Erik, Tony, TJ, Jonathan, Dave:
at 12:04 Fri 19dec2025 PST we had a MSR network switch failure which took down the network for all the front ends, the /opt/rtcds NFS server and Guardian.
The Brocade Ruckus Network Switch SW-MSR-H1FE-STK (1/3) was found to be powered off (no LEDs illuminated). This is a ICX7150-48-4X10GR-RMT3 48port unit with firmware version 08.0.95g.
This unit is being powered by a Geist power distribution box, which itself is UPS powered, so all power cords are ORANGE. A second switch is also being powered by the Geist, and both it and the Geist were powered up.
We disconnected the failed switch's power cord (as found it seemed to be well connected, not loose) and plugged it back in, the switch did not light up. We then ran a longer power cord to the main rack power strips, again the switch did not light up. We then returned to the original power cord from the Geist.
While we were scratching our heads planning the next move we noticed the switch was lit up. We think it took at least a few minutes to show signs of life after its power cord was inserted.
We then let it boot up, which took a suspiciously long time, we expected something like 5 minutes but it was actually close to 15 minutes. At that point the network was returned to all the systems attached to this switch.
At this point all the front ends had returned in their running state, except h1sush12 and h1asc0 which had persistent DAQ errors. We restarted these frontends.
Many Guardian nodes were disconnected from the frontends, so we elected to reboot h1guardian1. It came back up with no problems.

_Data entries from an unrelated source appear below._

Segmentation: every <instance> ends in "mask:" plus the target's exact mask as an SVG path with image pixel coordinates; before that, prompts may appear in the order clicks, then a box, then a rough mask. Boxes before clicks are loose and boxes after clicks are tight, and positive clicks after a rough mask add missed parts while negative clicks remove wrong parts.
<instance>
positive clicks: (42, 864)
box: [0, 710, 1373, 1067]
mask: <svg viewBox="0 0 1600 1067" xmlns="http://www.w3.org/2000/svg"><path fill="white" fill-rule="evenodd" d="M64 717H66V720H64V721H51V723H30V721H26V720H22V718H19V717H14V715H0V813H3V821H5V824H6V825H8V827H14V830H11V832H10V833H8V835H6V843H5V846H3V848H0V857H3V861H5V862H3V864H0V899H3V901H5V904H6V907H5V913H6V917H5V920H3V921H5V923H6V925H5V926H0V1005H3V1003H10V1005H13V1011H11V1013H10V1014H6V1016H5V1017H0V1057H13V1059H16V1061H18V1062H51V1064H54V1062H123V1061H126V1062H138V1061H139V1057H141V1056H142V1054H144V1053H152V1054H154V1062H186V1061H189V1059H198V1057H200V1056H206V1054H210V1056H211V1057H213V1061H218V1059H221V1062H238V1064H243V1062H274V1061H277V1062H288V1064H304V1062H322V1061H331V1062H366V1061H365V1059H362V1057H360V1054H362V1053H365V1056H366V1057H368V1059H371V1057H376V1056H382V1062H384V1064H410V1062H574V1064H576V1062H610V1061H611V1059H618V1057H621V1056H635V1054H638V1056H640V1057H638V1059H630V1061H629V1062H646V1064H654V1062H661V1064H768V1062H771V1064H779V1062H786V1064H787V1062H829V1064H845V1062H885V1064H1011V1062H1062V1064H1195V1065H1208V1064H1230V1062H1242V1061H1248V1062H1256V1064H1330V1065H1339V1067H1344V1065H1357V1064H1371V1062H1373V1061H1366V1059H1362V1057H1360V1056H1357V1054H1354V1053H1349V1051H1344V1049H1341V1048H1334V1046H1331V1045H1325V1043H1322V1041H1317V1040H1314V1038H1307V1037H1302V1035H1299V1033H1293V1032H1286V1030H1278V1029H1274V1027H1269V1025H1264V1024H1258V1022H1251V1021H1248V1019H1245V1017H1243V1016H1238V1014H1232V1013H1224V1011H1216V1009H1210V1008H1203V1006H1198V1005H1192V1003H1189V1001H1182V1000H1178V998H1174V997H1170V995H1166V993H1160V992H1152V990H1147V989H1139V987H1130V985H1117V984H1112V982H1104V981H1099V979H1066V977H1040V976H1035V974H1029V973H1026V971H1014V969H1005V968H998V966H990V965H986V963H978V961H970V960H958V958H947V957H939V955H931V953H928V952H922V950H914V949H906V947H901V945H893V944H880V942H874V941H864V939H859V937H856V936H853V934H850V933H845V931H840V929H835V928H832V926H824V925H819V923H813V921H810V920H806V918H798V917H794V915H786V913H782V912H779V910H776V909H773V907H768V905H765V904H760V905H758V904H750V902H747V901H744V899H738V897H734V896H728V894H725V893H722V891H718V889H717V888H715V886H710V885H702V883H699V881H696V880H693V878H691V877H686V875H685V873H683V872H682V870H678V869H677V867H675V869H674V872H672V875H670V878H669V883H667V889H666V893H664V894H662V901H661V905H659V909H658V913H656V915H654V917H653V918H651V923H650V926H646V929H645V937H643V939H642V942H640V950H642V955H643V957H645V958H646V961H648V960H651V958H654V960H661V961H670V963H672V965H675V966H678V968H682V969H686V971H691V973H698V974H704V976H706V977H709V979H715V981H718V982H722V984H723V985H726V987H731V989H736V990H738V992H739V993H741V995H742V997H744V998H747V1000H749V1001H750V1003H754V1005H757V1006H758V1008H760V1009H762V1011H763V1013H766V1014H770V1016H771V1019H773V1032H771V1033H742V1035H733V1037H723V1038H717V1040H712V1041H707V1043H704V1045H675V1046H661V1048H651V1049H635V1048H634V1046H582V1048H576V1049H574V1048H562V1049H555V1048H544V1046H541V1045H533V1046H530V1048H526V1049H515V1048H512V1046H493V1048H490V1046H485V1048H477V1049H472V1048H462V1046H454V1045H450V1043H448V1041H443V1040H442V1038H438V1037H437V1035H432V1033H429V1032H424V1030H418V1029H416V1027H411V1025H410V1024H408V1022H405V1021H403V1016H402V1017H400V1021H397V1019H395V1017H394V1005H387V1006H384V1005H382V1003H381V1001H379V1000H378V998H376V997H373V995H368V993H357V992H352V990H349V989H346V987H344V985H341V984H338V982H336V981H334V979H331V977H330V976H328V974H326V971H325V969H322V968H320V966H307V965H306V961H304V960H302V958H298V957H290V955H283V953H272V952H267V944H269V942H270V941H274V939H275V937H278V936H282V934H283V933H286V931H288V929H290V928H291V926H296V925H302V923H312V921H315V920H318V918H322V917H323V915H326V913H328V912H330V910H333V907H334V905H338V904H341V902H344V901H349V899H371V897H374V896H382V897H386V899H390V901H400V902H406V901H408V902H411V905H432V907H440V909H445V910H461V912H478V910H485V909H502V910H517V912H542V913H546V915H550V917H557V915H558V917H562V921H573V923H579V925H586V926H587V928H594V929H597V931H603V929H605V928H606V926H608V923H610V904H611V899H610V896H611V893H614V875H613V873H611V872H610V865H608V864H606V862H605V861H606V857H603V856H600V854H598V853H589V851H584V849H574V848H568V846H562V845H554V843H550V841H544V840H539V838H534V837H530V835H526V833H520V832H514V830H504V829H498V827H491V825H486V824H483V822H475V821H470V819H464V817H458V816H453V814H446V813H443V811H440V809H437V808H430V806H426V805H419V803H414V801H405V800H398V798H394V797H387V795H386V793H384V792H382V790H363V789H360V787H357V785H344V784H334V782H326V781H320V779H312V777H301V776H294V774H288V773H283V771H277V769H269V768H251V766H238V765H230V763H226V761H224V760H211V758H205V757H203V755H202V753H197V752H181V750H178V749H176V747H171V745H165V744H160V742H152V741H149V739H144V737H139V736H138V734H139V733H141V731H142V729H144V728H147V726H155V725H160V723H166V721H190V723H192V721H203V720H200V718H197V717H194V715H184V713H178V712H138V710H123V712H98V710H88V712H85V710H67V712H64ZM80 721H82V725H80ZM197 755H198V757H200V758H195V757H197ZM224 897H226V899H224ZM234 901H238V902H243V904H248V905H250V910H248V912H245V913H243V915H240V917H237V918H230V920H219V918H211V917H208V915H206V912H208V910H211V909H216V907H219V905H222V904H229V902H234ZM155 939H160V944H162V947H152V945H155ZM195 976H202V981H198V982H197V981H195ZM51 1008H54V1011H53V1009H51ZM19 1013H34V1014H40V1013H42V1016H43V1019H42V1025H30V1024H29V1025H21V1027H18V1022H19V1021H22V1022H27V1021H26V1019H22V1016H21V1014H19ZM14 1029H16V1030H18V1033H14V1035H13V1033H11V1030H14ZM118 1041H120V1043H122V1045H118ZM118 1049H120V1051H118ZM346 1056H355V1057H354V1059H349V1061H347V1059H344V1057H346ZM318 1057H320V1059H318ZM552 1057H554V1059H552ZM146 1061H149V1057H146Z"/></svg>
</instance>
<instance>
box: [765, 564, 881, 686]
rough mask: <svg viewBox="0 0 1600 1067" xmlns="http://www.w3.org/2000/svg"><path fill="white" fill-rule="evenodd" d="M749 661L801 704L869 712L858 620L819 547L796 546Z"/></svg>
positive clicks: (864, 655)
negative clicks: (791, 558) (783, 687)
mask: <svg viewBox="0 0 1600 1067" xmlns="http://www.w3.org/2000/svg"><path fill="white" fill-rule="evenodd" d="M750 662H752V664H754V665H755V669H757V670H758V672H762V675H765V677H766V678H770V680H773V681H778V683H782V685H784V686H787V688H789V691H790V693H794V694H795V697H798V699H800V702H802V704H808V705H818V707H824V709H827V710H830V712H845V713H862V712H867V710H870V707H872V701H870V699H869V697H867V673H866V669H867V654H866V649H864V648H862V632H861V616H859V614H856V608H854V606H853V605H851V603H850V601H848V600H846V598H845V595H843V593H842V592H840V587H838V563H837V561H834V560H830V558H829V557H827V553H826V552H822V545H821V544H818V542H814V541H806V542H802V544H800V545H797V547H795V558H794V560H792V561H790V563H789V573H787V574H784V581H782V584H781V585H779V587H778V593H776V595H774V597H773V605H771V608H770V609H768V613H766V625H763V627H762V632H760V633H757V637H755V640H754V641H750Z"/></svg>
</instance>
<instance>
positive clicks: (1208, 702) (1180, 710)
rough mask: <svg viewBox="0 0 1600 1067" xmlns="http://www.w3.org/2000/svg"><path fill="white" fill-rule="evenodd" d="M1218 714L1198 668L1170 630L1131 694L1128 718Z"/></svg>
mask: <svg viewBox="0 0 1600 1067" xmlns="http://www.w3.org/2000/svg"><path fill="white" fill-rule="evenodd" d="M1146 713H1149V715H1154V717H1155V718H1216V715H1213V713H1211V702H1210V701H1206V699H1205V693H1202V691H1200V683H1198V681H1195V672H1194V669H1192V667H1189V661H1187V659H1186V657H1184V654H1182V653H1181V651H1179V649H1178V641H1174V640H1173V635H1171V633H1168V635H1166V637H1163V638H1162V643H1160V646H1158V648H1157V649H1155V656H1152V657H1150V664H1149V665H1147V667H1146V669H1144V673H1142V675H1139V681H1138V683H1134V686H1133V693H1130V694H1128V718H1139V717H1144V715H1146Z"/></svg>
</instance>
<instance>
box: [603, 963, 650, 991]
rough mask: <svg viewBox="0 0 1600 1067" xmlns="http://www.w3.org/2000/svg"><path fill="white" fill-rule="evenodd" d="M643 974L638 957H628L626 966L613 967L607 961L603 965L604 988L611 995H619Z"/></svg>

Currently we do not know why this switch powered down. If it happens again our options are:
1) power it directly from the UPS rack power strip (i.e. not from the Geist) and give it plenty of time to show it is powering up
2) replace it with a spare switch
We also do not know why h1sush12 and h1asc0 had DAQ errors when the power was restored. Of all the corner systems, they did have recent hardware changes. They also had model changes, but so did h1lsc0.
FRS36424 ticket opened for this issue.